E nesse atravessamento, por mais que escutemos o tempo todo por aí o axioma “na vida tudo passa”, somos acometidos por sentimentos de angústia e desamparo. Ou seja, por mais que estejamos advertidos da transitoriedade, sofremos. Mas, paradoxalmente, essa consciência que não nos exime do sofrimento é também a via pela qual somos convidados à experiência da vida em sua inteireza.

Freud, em 1915, no seu texto “Sobre a Transitoriedade”, lembra-nos que a consciência da efemeridade, ou seja, a noção da limitação do tempo, é o que nos faz valorizar a beleza das coisas. O texto, embora tenha um apelo à estética, nos remete a essa que é a angústia máxima da existência humana: a consciência da finitude. Afinal, tudo que acaba, todo “nunca mais”, pertence ao registro da morte.
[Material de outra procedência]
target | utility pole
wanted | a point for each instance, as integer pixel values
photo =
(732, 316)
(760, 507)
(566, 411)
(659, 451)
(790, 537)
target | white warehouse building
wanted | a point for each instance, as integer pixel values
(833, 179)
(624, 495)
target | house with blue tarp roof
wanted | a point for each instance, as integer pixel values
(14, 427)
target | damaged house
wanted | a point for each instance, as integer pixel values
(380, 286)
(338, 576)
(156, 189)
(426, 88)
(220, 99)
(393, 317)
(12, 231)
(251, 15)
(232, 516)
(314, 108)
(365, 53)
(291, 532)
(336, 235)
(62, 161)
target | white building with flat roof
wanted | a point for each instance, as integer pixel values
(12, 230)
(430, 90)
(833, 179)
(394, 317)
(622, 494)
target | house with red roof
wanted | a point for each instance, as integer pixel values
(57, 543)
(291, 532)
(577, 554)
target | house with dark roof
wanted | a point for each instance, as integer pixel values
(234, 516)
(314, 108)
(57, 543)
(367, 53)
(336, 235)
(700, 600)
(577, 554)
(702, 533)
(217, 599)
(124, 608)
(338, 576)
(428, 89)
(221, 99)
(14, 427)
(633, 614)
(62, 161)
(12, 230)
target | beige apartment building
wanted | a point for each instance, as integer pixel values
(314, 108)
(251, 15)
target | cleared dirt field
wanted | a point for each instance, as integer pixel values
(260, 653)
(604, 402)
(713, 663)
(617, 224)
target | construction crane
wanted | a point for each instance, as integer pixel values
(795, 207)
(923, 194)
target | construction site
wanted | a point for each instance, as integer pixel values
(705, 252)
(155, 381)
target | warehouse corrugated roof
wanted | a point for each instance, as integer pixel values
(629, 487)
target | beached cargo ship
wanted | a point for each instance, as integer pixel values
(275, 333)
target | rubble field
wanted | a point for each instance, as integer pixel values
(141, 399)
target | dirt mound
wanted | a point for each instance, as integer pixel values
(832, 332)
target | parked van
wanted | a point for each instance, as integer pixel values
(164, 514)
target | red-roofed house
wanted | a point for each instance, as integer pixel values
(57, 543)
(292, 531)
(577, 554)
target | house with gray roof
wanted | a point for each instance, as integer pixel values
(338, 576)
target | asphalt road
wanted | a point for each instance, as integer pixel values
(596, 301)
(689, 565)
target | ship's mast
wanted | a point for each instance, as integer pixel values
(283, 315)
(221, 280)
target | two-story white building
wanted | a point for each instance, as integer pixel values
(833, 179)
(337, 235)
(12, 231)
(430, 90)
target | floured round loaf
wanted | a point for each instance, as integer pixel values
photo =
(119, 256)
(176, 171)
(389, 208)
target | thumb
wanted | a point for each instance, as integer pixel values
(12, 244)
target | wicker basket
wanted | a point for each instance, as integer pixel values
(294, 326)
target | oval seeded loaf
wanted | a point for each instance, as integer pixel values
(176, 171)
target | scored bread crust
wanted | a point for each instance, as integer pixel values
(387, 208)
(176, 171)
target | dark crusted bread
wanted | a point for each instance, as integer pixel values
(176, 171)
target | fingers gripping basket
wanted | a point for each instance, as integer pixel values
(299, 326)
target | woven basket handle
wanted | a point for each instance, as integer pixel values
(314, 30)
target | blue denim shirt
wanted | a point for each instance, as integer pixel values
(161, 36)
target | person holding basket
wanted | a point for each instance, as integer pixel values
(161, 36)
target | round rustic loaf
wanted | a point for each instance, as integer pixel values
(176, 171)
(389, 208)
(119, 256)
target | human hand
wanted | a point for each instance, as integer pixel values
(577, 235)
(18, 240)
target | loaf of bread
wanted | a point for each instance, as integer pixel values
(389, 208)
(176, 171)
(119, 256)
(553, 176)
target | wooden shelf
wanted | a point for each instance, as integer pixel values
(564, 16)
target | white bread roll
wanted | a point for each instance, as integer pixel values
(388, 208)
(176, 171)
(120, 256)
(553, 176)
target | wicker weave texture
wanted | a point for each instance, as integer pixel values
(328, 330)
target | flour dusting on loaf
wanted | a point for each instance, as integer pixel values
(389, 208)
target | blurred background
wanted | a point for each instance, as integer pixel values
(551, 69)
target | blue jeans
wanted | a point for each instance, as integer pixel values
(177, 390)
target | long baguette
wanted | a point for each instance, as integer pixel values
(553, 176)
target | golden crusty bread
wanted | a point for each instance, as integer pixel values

Tudo que tem um fim, tudo que se vai, inconscientemente, nos remete à irreversibilidade da morte. Porém, aquilo que se foi – pela morte, pelo tempo, pela constante impermanência das coisas – não deixa de ter valor porque acabou, uma vez que pelo trabalho de luto ressignifica-se. “Uma flor que dura apenas uma noite, nem por isso nos parece menos bela”, lembra-nos Freud nesse mesmo texto.

De acordo com o pai da psicanálise, a vida (e tudo que há nela) não deixa de ter valor pelo seu caráter transitório. Ao contrário, é justamente sua efemeridade que lhe atribui raridade. Contraditoriamente, a noção de que tudo passa é o que nos “prende” à vida. É porque as coisas acabam que somos impelidos a desfrutar delas – afinal, elas nunca são, sempre estão.